Yesterday, I attended a talk by Hilary Mason at a CTO School meetup. Among other things, she responded to a question from the audience, “How do I know when I data science?” She replied, “When you feel guilty about your decisions.”
At its core, data science is just science. It is a philosophy that the world follows rules and those rules can be known. Data science is an epistemology. We believe that knowledge comes from systematic analysis of observed events. There is no easy definition for what can be accepted as known. I know it when I see it. Most clear is to describe it as opposed to case study analysis, which a data scientist would view as just an anecdote. Anecdotes are still interesting. They are useful for generating hypotheses and learning about a topic, but one should not confuse a hypothesis for knowledge. Someone who shares the philosophy of science would feel guilty making decisions based on anecdotes without data — without evidence.

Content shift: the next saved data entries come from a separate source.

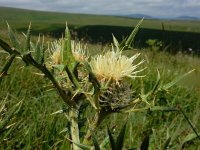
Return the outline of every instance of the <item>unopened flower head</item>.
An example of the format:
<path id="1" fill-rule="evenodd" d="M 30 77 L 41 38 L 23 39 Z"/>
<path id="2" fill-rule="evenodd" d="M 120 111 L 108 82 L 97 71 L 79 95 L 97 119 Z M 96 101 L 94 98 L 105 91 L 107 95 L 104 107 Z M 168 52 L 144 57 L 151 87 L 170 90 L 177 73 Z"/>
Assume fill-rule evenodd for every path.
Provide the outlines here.
<path id="1" fill-rule="evenodd" d="M 136 70 L 143 60 L 137 64 L 133 63 L 139 55 L 138 53 L 129 58 L 122 55 L 120 50 L 112 50 L 93 57 L 90 65 L 100 82 L 113 81 L 119 84 L 124 77 L 137 77 L 137 73 L 144 70 Z"/>
<path id="2" fill-rule="evenodd" d="M 61 62 L 61 50 L 63 46 L 63 40 L 57 40 L 51 43 L 50 51 L 52 52 L 52 63 L 60 64 Z M 82 45 L 80 42 L 76 43 L 75 41 L 71 41 L 72 53 L 76 61 L 82 62 L 88 59 L 86 55 L 86 46 Z"/>

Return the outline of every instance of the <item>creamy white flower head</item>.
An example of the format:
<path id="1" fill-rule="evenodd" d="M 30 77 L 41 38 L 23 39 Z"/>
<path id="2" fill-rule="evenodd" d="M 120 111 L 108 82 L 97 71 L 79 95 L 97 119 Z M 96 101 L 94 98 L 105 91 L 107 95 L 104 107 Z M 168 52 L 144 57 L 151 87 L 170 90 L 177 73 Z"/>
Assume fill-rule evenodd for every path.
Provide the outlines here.
<path id="1" fill-rule="evenodd" d="M 92 57 L 90 66 L 100 82 L 113 81 L 119 84 L 124 77 L 137 77 L 137 73 L 144 70 L 136 70 L 144 60 L 137 64 L 133 63 L 139 55 L 138 53 L 129 58 L 122 55 L 120 50 L 111 50 Z"/>
<path id="2" fill-rule="evenodd" d="M 51 59 L 53 64 L 60 64 L 62 46 L 63 39 L 56 40 L 51 43 L 50 51 L 52 53 Z M 80 42 L 76 43 L 71 40 L 71 48 L 76 61 L 82 62 L 88 59 L 88 56 L 86 55 L 86 45 L 82 45 Z"/>

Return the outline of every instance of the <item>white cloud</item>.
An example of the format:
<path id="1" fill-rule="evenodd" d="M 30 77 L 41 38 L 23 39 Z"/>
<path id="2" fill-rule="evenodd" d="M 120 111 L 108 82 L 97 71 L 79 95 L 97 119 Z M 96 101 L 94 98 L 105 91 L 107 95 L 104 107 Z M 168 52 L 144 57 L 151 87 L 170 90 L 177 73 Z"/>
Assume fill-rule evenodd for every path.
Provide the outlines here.
<path id="1" fill-rule="evenodd" d="M 0 0 L 0 6 L 93 14 L 200 16 L 200 0 Z"/>

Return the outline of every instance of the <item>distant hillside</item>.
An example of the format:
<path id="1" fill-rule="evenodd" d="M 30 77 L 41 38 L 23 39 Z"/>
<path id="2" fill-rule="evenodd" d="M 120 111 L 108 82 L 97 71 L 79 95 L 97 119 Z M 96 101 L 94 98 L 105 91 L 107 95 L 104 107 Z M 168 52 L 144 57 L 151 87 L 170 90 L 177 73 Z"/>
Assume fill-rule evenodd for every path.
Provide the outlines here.
<path id="1" fill-rule="evenodd" d="M 145 18 L 145 19 L 154 19 L 155 17 L 145 15 L 145 14 L 129 14 L 129 15 L 124 15 L 126 17 L 130 18 Z"/>
<path id="2" fill-rule="evenodd" d="M 0 7 L 1 22 L 7 20 L 8 22 L 24 24 L 32 23 L 48 23 L 50 24 L 65 24 L 67 21 L 70 25 L 85 26 L 85 25 L 117 25 L 117 26 L 133 26 L 139 20 L 128 19 L 125 17 L 116 17 L 108 15 L 91 15 L 91 14 L 75 14 L 75 13 L 59 13 L 34 11 L 18 8 Z"/>
<path id="3" fill-rule="evenodd" d="M 137 16 L 137 17 L 145 17 Z M 147 19 L 136 35 L 135 46 L 145 46 L 146 40 L 158 39 L 173 49 L 200 49 L 200 21 Z M 9 7 L 0 7 L 0 37 L 6 37 L 6 21 L 19 32 L 26 32 L 31 22 L 32 34 L 47 34 L 59 38 L 62 36 L 66 21 L 72 31 L 72 37 L 89 42 L 108 43 L 112 34 L 122 39 L 131 33 L 140 19 L 122 16 L 73 14 L 59 12 L 33 11 Z M 3 34 L 4 35 L 3 35 Z"/>
<path id="4" fill-rule="evenodd" d="M 6 27 L 5 21 L 16 29 L 23 29 L 31 22 L 33 28 L 38 32 L 51 32 L 55 28 L 63 28 L 66 21 L 75 28 L 92 25 L 133 27 L 140 20 L 138 18 L 141 17 L 146 19 L 142 23 L 142 28 L 162 30 L 164 26 L 165 30 L 170 31 L 200 32 L 200 21 L 148 19 L 151 16 L 143 14 L 136 14 L 135 17 L 138 18 L 135 19 L 122 16 L 45 12 L 9 7 L 0 7 L 0 14 L 1 28 Z M 134 15 L 130 16 L 134 17 Z"/>
<path id="5" fill-rule="evenodd" d="M 200 18 L 192 16 L 179 16 L 175 18 L 176 20 L 200 20 Z"/>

Data science is the particular flavor of science that uses certain tools for systematic analysis. Most common are statistics and statistical machine learning. Some practitioners use other forms of computational modeling, such as agent-based models. Perhaps more defining of data scientists is the taste for large and complicated datasets, with too many observations, too many variables, or too much mess. These problems require such tools as parallelization to handle many observations, dimensionality reduction and regularization to handle many variables, and natural language processing or interpolation to handle the mess.
In all data science, the language of probability is dominant. We like measure how confident we are in our knowledge. When we see a pattern in reality, we want to know the likelihood we are being fooled by randomness, seeing ghosts in the data. We are not afraid to make uninformed decisions, but then we experiment, gather evidence, and update our beliefs.
Informing decisions is the heart of data science. As the blend of software engineering with statistics and scientific method, data science follows the beat of practicality. The answer to a data science research question should deliver actionable information, new knowledge that enables a choice that previously was a guess.